Coronavirus concerns are forcing the cancellation of more industry summits and prompting the FCC to ban nonessential travel and participation in large gatherings (see 2003040061). America's Communications Association Thursday also announced the cancellation of its March summit.
Commissioners Mike O’Rielly, Jessica Rosenworcel and Geoffrey Starks Friday criticized an FCC NPRM, approved 3-2, proposing sharing communications outage information with other federal and state agencies. The two Democrats dissented.
Wireless carriers and CTIA had no comment Thursday on a report that Verizon, AT&T, T-Mobile and Sprint face proposed FCC fines for failing to safeguard data on their customers' real-time locations. Sen. Ron Wyden, D-Ore., said the FCC is doing too little too late. The companies face hundreds of millions of dollars in fines and the FCC isn't offering a settlement, The Wall Street Journal reported.
House Commerce Committee ranking member Greg Walden of Oregon and some other Communications Subcommittee Republicans appeared hesitant during a Thursday hearing to support swift advancement of the Reinforcing and Evaluating Service Integrity, Local Infrastructure and Emergency Notification for Today’s (Resilient) Networks Act (HR-5926) or other resiliency bills. There was more widespread support by lawmakers and witnesses for the Fee Integrity and Responsibilities and To Regain Essential Spectrum for Public-safety Operators Needed to Deploy Equipment Reliably (First Responders) Act (HR-5928) and other measures.
At least the three FCC GOP members will approve a public notice on Rural Digital Opportunity Fund procedures at Friday's meeting that would authorize an Oct. 22 auction date for the first phase of the USF program, industry and agency officials said in interviews this week. It's less clear how much pushback it will get from Democratic commissioners. At last month's meeting, Commissioner Jessica Rosenworcel called the fast pace of the RDOF rulemaking, before the FCC had a chance to correct widely disputed broadband mapping data, "an election year bonanza" (see 2001300001).
The FCC Communications Security, Reliability, and Interoperability Council meets March 17, said Tuesday's Federal Register. The meeting starts at 1 p.m. in the Commission Meeting Room. The first major documents from this iteration of CSRIC are due at the meeting (see 1912100053). In December, CSRIC got updates.
Sen. Marsha Blackburn, R-Tenn., urged the FCC to “resolve” consideration of Ligado's L-band license modifications. She urged all federal agencies to “come to the table” on reassessing their spectrum needs to help bolster the U.S. position in the race against other countries for dominance in 5G development. FCC proceedings on a C-band auction plan (see 2002250076) and TV white spaces NPRM (see 2002250068) also came up at Tuesday's American Consumer Institute event.
States are responding to reports Frontier Communications might seek bankruptcy protection in the next month, said commissioners and other officials from five states in Frontier’s territory. All have ongoing or recent probes of the carrier’s service quality. Frontier has a public service “obligation to serve in their home territory, even when it’s unprofitable, even when it’s inconvenient,” said West Virginia Public Service Commission Chairman Charlotte Lane in an interview.
Reps. Donald McEachin and Abigail Spanberger, both D-Va., touted existing broadband legislation and sought input on additional measures during a Thursday event in Disputanta, Virginia. FCC Commissioner Geoffrey Starks noted his ongoing concerns about updated language in the commission’s Rural Digital Opportunity Fund that won’t prevent ISPs that win bids for program funding from seeking additional support from state broadband programs but bars census block groups that received state subsidies for 25/3 Mbps from participation (see 2002070031).

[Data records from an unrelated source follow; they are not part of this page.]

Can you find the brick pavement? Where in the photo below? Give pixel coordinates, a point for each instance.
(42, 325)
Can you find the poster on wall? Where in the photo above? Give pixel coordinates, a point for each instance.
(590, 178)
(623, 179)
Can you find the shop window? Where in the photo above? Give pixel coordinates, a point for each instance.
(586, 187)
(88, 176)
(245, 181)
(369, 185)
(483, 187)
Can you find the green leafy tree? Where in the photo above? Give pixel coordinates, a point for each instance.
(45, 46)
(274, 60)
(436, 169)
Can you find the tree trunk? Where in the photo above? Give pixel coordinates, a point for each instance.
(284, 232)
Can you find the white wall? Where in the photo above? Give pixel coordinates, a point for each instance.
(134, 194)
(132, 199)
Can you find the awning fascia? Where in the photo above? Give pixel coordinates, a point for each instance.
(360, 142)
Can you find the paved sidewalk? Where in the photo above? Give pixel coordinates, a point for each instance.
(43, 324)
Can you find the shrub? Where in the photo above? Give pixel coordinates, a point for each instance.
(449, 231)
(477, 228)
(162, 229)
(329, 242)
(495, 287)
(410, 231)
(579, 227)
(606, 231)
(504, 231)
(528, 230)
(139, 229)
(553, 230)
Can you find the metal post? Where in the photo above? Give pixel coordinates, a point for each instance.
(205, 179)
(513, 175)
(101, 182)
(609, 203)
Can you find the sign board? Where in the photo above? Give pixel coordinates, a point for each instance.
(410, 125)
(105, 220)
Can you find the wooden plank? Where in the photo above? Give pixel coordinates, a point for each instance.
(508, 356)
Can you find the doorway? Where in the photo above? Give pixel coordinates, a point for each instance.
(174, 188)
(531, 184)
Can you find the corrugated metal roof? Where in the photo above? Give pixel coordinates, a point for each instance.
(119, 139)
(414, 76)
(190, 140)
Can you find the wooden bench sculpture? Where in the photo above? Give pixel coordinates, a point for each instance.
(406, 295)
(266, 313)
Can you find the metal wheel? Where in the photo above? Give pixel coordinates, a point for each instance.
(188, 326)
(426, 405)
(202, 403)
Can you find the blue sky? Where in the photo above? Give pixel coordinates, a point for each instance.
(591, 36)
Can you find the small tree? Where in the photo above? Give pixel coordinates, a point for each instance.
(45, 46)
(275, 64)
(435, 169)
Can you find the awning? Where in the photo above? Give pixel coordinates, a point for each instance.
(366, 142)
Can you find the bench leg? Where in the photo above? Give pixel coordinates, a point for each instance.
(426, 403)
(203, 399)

Industry and local representatives highlighted other barriers to rural broadband deployments.
FCC Chairman Ajit Pai released a compilation of comments Wednesday supporting his proposal for converting 280 MHz of C band spectrum to 5G through an auction later this year. Whether the order will include aggregation limits is emerging as a key issue on the eighth floor at the FCC. FCC Democrats Jessica Rosenworcel and Geoffrey Starks both appear to favor some limits, while Commissioner Mike O’Rielly is a hard no, industry and FCC officials told us.